The additional expenses and inefficiencies sustained by the companies that do business with the specified agencies would make them less competitive, she says.
The broad expansion of affirmation action programs in the bill went largely unnoticed, even after Furchtgott-Roth published an article on RealClearMarkets.com titled "Gender Quotas in the Financial Sector?"
"The new Offices of Women and Minorities represent a major change in employment law by imposing gender and racial quotas on the financial industry," Furchtgott-Roth wrote.
Furchtgott-Roth, director of the Hudson Institute's Center for Employment Policy, noted the tortuous legal history of quotas, and said the Dodd-Frank provisions are "broad and vague, and are certain to increase inefficiency in federal agencies."
Moreover, she calls the establishment of the minority offices "a troubling indictment" of current law.
"Women and minorities have an ample range of legal avenues already to ensure that businesses engage in nondiscriminatory practices," she writes. "By creating these new offices, Congress does not believe that existing law is sufficient."
All Cabinet-level departments already have Offices of Civil Rights and Diversity, she noted.
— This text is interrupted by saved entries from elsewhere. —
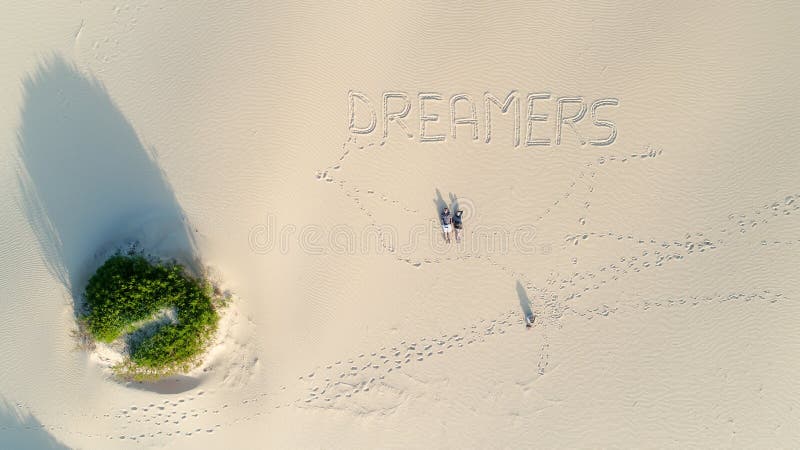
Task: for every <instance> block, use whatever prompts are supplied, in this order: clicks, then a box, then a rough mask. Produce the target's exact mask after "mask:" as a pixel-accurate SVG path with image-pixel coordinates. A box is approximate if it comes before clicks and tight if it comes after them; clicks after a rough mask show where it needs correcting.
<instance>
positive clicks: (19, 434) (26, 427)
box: [0, 397, 69, 450]
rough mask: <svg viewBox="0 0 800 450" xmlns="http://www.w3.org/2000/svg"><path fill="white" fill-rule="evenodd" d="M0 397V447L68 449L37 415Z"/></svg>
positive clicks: (0, 447)
mask: <svg viewBox="0 0 800 450" xmlns="http://www.w3.org/2000/svg"><path fill="white" fill-rule="evenodd" d="M24 411H25V410H24V409H22V408H19V407H16V406H14V405H12V404H11V403H9V402H8V401H7V400H5V399H4V398H3V397H0V448H3V449H15V450H27V449H30V450H48V449H57V450H60V449H68V448H69V447H67V446H66V445H64V444H62V443H60V442H58V440H56V438H55V437H53V435H51V434H50V433H49V432H48V431H47V429H46V428H45V426H44V425H43V424H42V423H41V422H39V421H38V420H37V419H36V417H34V416H32V415H30V414H26V413H25V412H24Z"/></svg>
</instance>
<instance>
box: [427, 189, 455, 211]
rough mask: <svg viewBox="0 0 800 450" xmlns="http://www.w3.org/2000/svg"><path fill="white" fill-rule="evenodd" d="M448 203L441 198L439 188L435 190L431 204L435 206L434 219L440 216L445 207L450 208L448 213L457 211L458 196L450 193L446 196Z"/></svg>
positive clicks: (440, 194) (440, 193) (441, 195)
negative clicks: (446, 197) (435, 206)
mask: <svg viewBox="0 0 800 450" xmlns="http://www.w3.org/2000/svg"><path fill="white" fill-rule="evenodd" d="M447 197H448V201H445V199H444V197H442V192H441V191H440V190H439V188H436V197H434V198H433V204H434V205H435V206H436V217H437V218H438V217H439V216H440V215H441V214H442V210H443V209H444V207H445V206H447V207H448V208H450V212H452V213H454V214H455V212H456V211H458V196H457V195H456V194H454V193H452V192H450V193H448V194H447Z"/></svg>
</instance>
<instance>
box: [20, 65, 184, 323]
mask: <svg viewBox="0 0 800 450" xmlns="http://www.w3.org/2000/svg"><path fill="white" fill-rule="evenodd" d="M142 88H143V89H146V86H142ZM23 91H24V101H23V106H22V110H21V125H20V129H19V134H18V148H19V161H20V170H19V172H18V173H19V183H20V189H21V198H20V203H21V207H22V209H23V211H25V212H26V214H27V215H28V220H29V223H30V224H31V227H32V229H33V230H34V232H35V233H36V236H37V237H38V240H39V243H40V244H41V246H42V249H43V253H44V255H45V259H46V262H47V265H48V268H49V269H50V271H51V272H52V273H53V274H54V276H55V277H57V278H58V279H59V280H60V281H61V282H62V283H63V284H64V286H65V287H66V288H67V290H68V291H69V292H70V293H71V294H72V298H73V302H74V305H75V312H76V314H79V313H80V312H81V311H82V308H83V305H82V297H83V290H84V288H85V286H86V283H87V282H88V279H89V277H90V276H91V275H92V273H93V272H94V270H96V269H97V267H98V266H99V265H100V264H102V262H103V259H104V258H105V257H106V256H109V255H110V254H111V253H113V251H114V250H115V249H119V248H121V247H124V246H126V245H128V244H130V243H138V244H139V245H140V247H141V249H142V250H144V251H145V252H147V253H153V254H156V255H159V256H166V257H169V258H170V259H175V260H177V261H178V262H180V263H182V264H184V265H185V266H187V268H189V269H190V270H193V271H195V272H197V270H198V264H197V263H196V261H197V251H196V246H195V242H194V237H193V235H192V233H191V230H190V229H189V227H188V225H187V221H186V219H185V216H184V213H183V210H182V209H181V207H180V205H179V204H178V201H177V199H176V198H175V194H174V193H173V190H172V188H171V186H170V184H169V182H168V181H167V180H166V178H165V176H164V174H163V173H162V171H161V169H160V168H159V166H158V164H157V163H156V161H155V159H154V152H153V150H152V149H147V148H145V146H144V145H143V144H142V142H141V141H140V139H139V137H138V136H137V134H136V131H135V130H134V128H133V126H132V125H131V124H130V123H129V122H128V120H127V119H126V118H125V116H124V115H123V114H122V112H121V111H120V110H119V108H118V107H117V106H116V105H115V104H114V102H113V101H112V100H111V97H110V96H109V94H108V91H107V90H106V88H105V87H104V86H103V84H102V83H100V82H99V81H98V80H96V79H94V78H93V77H92V76H91V75H87V74H83V73H81V72H79V71H78V69H77V68H75V67H74V66H73V65H72V64H70V63H68V62H67V61H65V60H64V59H63V58H61V57H59V56H53V57H50V58H49V59H47V60H46V61H45V62H43V63H42V64H40V65H39V67H38V68H37V69H36V70H35V71H34V72H33V73H32V74H30V76H29V77H27V78H26V79H25V80H24V81H23ZM33 325H35V324H33ZM65 332H66V331H65Z"/></svg>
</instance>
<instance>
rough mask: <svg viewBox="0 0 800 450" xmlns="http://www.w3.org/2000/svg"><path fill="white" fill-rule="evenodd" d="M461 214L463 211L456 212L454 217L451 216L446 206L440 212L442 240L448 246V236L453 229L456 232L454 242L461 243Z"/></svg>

The Labor Department's Office of Federal Contract Compliance and the Equal Employment Opportunity Commission already oversee fair-hiring practices.
"With the new financial regulation law," writes Furchtgott-Roth, "the federal government is moving from outlawing discrimination to setting up a system of quotas. Ultimately, the only way that financial firms doing business with the government would be able to comply with the law is by showing that a certain percentage of their workforce is female or minority."
The four civil rights commissioners say in their letter than "some legislators" add affirmative action provisions to major legislation under consideration to garner political support to get a bill passed.
The commissioners' letter states that, "like several major bills that have passed or may pass the 111th Congress, the Dodd-Frank bill includes a section on race and gender that even those who pride themselves on keeping up with national affairs may have failed to notice. It's not hidden, but in a document that is almost 2,000 pages long, nothing can ever be as accessible as we would like it to be."
Furchtgott-Roth writes that "the issue deserves careful debate — rather than a few pages slipped into the financial regulation bill."